OK I get it now. The first paragraph of the introduction totally derailed me.

In my defense, the syntax is truly horrible. The worst example being the short sentence Shockingly, Jack is wrong. That clearly implies the reader of the paper will be shocked – which I duly was – and the first sentence of the immediately subsequent 2nd paragraph is just as misleading.

Anecdote : Soon after Crown commenced operation in Melbourne 20 years ago, I went to have a look at the mug punters crowded around the roulette tables. The Casino provided a feature to save them the hassle of recording black / red outcomes to track/identify streaks. It consisted of a prominent electronic display at each wheel of the R/B outcome of the 8 (10?) preceding spins. I didn’t believe that even mug punters would be influenced by streaks. I should have been cynical enough to realise that Crown would know exactly what it was doing.

6. David says:

The hot hand fallacy fallacy exists, but so does the hot hand fallacy (maybe). See – Daks, Alon and Desai, Nishant and Goldberg, Lisa R., Do the Golden State Warriors Have Hot Hands? (November 4, 2017). Available at SSRN: https://ssrn.com/abstract=2984615 or http://dx.doi.org/10.2139/ssrn.2984615 – or, like me, watch https://www.youtube.com/watch?v=bPZFQ6i759g via numberphile.

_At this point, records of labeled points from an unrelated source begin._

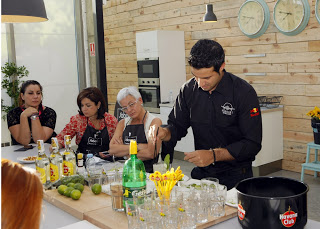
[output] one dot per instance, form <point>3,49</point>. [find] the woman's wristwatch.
<point>34,117</point>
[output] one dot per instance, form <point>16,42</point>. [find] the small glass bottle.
<point>134,175</point>
<point>80,164</point>
<point>56,162</point>
<point>69,158</point>
<point>43,165</point>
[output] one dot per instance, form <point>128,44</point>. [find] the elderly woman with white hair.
<point>135,127</point>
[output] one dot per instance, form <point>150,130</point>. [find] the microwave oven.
<point>148,68</point>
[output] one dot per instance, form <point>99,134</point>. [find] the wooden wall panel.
<point>291,63</point>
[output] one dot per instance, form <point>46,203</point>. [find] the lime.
<point>96,189</point>
<point>75,194</point>
<point>68,191</point>
<point>79,187</point>
<point>71,184</point>
<point>62,188</point>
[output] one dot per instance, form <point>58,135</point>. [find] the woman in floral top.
<point>93,126</point>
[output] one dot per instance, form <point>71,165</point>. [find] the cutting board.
<point>230,213</point>
<point>87,202</point>
<point>106,218</point>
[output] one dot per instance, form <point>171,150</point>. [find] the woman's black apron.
<point>94,141</point>
<point>137,133</point>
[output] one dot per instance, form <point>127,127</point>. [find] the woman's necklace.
<point>96,123</point>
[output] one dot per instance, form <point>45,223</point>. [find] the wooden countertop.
<point>97,209</point>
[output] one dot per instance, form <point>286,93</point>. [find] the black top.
<point>47,118</point>
<point>229,118</point>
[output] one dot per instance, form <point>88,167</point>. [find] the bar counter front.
<point>95,211</point>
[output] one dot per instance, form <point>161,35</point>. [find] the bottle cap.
<point>133,147</point>
<point>54,143</point>
<point>40,145</point>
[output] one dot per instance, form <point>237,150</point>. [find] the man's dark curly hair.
<point>206,54</point>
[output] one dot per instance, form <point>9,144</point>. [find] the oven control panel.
<point>149,81</point>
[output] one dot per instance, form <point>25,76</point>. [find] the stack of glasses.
<point>186,207</point>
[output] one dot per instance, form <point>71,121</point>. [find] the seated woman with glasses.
<point>93,126</point>
<point>135,127</point>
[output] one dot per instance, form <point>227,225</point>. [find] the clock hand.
<point>285,12</point>
<point>285,17</point>
<point>248,17</point>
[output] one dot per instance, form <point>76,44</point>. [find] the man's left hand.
<point>200,158</point>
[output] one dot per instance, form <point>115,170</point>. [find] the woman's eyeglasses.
<point>130,105</point>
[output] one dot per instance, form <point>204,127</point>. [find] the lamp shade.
<point>209,16</point>
<point>23,11</point>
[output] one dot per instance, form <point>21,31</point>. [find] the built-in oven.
<point>149,89</point>
<point>148,68</point>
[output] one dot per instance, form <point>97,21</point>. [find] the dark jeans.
<point>227,176</point>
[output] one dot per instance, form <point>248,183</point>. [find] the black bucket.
<point>272,202</point>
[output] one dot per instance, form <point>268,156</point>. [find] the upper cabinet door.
<point>147,45</point>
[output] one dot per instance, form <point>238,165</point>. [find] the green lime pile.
<point>72,190</point>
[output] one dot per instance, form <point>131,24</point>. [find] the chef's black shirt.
<point>229,117</point>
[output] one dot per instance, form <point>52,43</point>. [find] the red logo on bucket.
<point>288,219</point>
<point>254,112</point>
<point>241,212</point>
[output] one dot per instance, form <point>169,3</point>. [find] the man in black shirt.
<point>224,114</point>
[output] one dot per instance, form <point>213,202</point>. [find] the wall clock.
<point>318,10</point>
<point>291,16</point>
<point>254,18</point>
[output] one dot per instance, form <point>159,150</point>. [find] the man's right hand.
<point>159,133</point>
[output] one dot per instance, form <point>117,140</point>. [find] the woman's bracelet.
<point>34,117</point>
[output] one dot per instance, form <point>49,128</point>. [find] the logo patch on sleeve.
<point>254,112</point>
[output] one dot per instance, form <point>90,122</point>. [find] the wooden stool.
<point>315,165</point>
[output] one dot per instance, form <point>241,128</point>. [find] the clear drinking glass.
<point>185,200</point>
<point>116,196</point>
<point>218,201</point>
<point>132,215</point>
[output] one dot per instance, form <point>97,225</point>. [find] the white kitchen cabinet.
<point>272,137</point>
<point>168,47</point>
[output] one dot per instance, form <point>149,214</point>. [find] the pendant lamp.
<point>209,16</point>
<point>23,11</point>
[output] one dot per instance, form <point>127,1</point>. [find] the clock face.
<point>288,14</point>
<point>251,17</point>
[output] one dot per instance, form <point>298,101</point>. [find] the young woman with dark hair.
<point>93,126</point>
<point>31,121</point>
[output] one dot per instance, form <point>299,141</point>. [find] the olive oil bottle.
<point>56,162</point>
<point>69,158</point>
<point>43,165</point>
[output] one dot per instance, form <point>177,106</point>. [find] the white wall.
<point>48,50</point>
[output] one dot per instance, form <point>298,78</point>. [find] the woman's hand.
<point>118,141</point>
<point>29,111</point>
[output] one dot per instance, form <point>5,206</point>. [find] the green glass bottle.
<point>134,175</point>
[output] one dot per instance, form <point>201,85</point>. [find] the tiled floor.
<point>313,195</point>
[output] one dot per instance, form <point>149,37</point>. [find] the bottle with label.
<point>56,162</point>
<point>43,165</point>
<point>90,164</point>
<point>134,174</point>
<point>69,158</point>
<point>80,164</point>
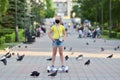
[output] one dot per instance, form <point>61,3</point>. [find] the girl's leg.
<point>54,54</point>
<point>61,55</point>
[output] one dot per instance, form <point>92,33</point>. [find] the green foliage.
<point>3,6</point>
<point>113,34</point>
<point>118,35</point>
<point>5,31</point>
<point>8,20</point>
<point>92,10</point>
<point>50,11</point>
<point>21,35</point>
<point>9,38</point>
<point>105,32</point>
<point>2,40</point>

Would be interested to know if you think the hot hand fallacy fallacy should have been caught in peer review or if it was a particularly hard error to spot.

1. Sorry on the slow response. I’ll say it was a hard error to spot – I read the paper and relied on it for years, so it likely would have slipped by me. For me it’s an advertisement for open peer review: imagine if the paper and data were publicly available as a working paper for a while before publishing. I think then the problem might have been found.